Volume 447: debated on Thursday 15 June 2006

13. What assessment he has made of the contribution of expenditure on science to the performance of the economy; and if he will make a statement. (77554)

A study by the Organisation for Economic Co-operation and Development in 2001 found that a 1 per cent. increase in public research and development spending leads to a productivity rise of 0.17 per cent. There is also growing evidence of a link between effective use of information and communications technology and higher productivity.

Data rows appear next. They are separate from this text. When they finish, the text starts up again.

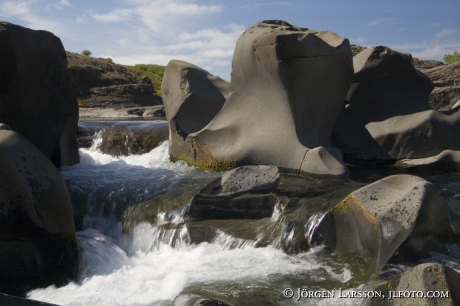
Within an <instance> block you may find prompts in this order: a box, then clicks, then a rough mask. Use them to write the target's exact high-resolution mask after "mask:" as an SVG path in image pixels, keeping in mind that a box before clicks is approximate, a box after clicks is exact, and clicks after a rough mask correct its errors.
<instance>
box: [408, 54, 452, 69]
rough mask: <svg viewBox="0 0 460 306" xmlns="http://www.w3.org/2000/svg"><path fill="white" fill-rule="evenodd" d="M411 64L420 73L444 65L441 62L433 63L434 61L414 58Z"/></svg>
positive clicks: (412, 60)
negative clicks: (412, 65)
mask: <svg viewBox="0 0 460 306" xmlns="http://www.w3.org/2000/svg"><path fill="white" fill-rule="evenodd" d="M412 63H413V64H414V67H415V68H416V69H418V70H420V71H422V72H424V71H425V70H427V69H431V68H434V67H439V66H443V65H445V64H444V63H443V62H440V61H435V60H421V59H418V58H416V57H414V58H412Z"/></svg>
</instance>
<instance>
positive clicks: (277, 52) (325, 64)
mask: <svg viewBox="0 0 460 306" xmlns="http://www.w3.org/2000/svg"><path fill="white" fill-rule="evenodd" d="M179 64H180V65H181V66H184V65H185V64H184V63H178V62H177V61H174V62H172V63H170V64H169V65H168V66H167V68H166V71H165V75H164V79H163V85H162V91H163V101H164V103H165V108H166V114H167V117H168V120H169V122H170V129H171V136H170V140H171V144H170V146H171V148H170V154H171V157H172V158H173V159H183V160H186V161H187V162H189V163H190V164H193V165H198V166H201V167H205V168H232V167H235V166H237V165H245V164H272V165H276V166H278V168H279V169H280V171H282V172H284V173H291V174H302V173H301V166H302V164H305V163H308V162H309V161H308V160H305V155H306V154H307V152H308V151H309V150H310V149H313V148H316V147H319V146H324V147H328V146H329V142H330V135H331V132H332V129H333V127H334V125H335V122H336V119H337V116H338V115H339V112H340V109H341V108H342V105H343V102H344V99H345V95H346V92H347V90H348V87H349V84H350V82H351V77H352V73H353V67H352V53H351V48H350V44H349V41H348V40H347V39H344V38H341V37H339V36H338V35H336V34H335V33H332V32H327V31H315V30H308V29H305V28H300V27H295V26H292V25H290V24H288V23H286V22H284V21H264V22H260V23H256V24H255V25H253V26H251V27H250V28H248V29H247V30H246V31H245V32H244V33H243V34H242V35H241V37H240V38H239V39H238V41H237V44H236V48H235V52H234V56H233V71H232V89H233V93H232V94H231V95H230V97H228V99H226V101H225V97H226V95H225V94H220V95H219V99H217V98H216V99H210V98H208V97H214V96H217V95H212V94H211V93H210V92H216V93H218V92H221V93H222V91H219V90H218V89H217V88H218V87H217V86H215V88H214V89H212V90H211V89H209V90H208V91H206V92H205V91H201V90H200V91H198V94H195V93H194V92H193V91H191V90H193V87H192V86H189V85H188V84H189V83H190V82H191V80H193V79H192V78H191V76H190V75H186V73H185V72H181V71H183V70H181V69H179V68H177V66H178V65H179ZM188 66H190V65H188ZM206 79H207V78H206V77H203V78H201V79H197V78H196V77H195V82H199V83H200V84H201V85H200V86H197V85H196V86H195V87H196V88H197V89H201V88H209V87H208V86H209V85H207V84H210V83H206V82H207V81H206ZM200 80H202V81H200ZM203 92H204V93H205V94H206V95H205V97H202V98H200V100H196V102H194V107H193V108H191V107H190V112H192V111H193V112H195V113H198V114H201V113H202V112H206V113H205V114H204V115H203V116H201V117H197V116H192V115H191V113H190V112H185V111H184V112H183V113H184V115H183V117H182V119H181V118H180V116H179V114H180V112H178V111H177V110H178V109H180V108H183V107H184V105H185V103H188V100H187V99H184V97H185V98H187V97H189V96H196V97H200V95H199V94H201V93H203ZM209 100H212V101H215V102H213V103H215V105H216V106H215V107H214V108H213V110H214V111H213V112H209V111H207V110H206V107H207V106H206V105H211V103H208V102H207V101H209ZM224 101H225V103H223V102H224ZM222 104H223V106H222ZM212 105H214V104H212ZM213 113H217V114H214V115H213ZM339 164H341V163H340V161H339ZM340 167H341V168H342V170H343V171H345V170H344V169H345V168H344V166H343V165H341V166H340Z"/></svg>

I thank my hon. Friend for his response. I believe that it is important to invest in science to help the UK economy grow and for us to compete in an ever increasing global economy. I draw his attention to the semi-conductor company, Pure Wafer, in my constituency. It is the only company outside Japan with the technology and capability to recycle 300 mm silicon wafers on a global scale. It has received grant assistance and brought jobs to Swansea, and it was recently awarded the title of Welsh company of the year. Will he ensure that the Government continue to invest in science to provide local jobs and help us to compete on a global scale?

I can certainly give my hon. Friend that assurance. I congratulate the company in her constituency and pay tribute to the support that she gives it and other firms in her area. The 10-year strategy for science that we launched two years ago set out the ambition that public and private investment in research and development should reach 2.5 per cent. of GDP by 2014. Thanks to the new stability that we have achieved in the British economy plus the extra support for science, we can look forward to many more examples, such as that to which my hon. Friend drew the House’s attention.

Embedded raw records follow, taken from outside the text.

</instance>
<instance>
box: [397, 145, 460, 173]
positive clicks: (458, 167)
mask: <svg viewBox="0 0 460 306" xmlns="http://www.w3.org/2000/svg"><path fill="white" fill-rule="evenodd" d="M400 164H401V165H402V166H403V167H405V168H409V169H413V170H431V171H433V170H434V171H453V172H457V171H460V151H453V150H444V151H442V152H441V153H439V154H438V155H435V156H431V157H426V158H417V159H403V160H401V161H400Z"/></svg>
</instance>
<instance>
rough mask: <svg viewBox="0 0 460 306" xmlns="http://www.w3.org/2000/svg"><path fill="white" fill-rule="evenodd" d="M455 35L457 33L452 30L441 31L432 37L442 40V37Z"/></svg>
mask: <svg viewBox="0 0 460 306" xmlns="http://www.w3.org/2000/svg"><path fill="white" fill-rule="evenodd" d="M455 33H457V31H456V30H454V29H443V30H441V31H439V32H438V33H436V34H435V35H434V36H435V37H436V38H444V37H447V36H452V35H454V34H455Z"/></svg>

Given the Chief Secretary’s comments about the link between science expenditure and economic development, why does Wales, with 5 per cent. of the UK population, receive only 2 per cent. of the science budget, which is about a third of what the Government spent last year on science overseas?

The science budget will reach £3.4 billion by the next financial year—more than twice the 1997 level in cash terms. Of course, many decisions about money that is committed in Wales are now for the Welsh Assembly. However, there are many outstanding examples in Wales of science-based companies thriving, thanks to what the Government have done.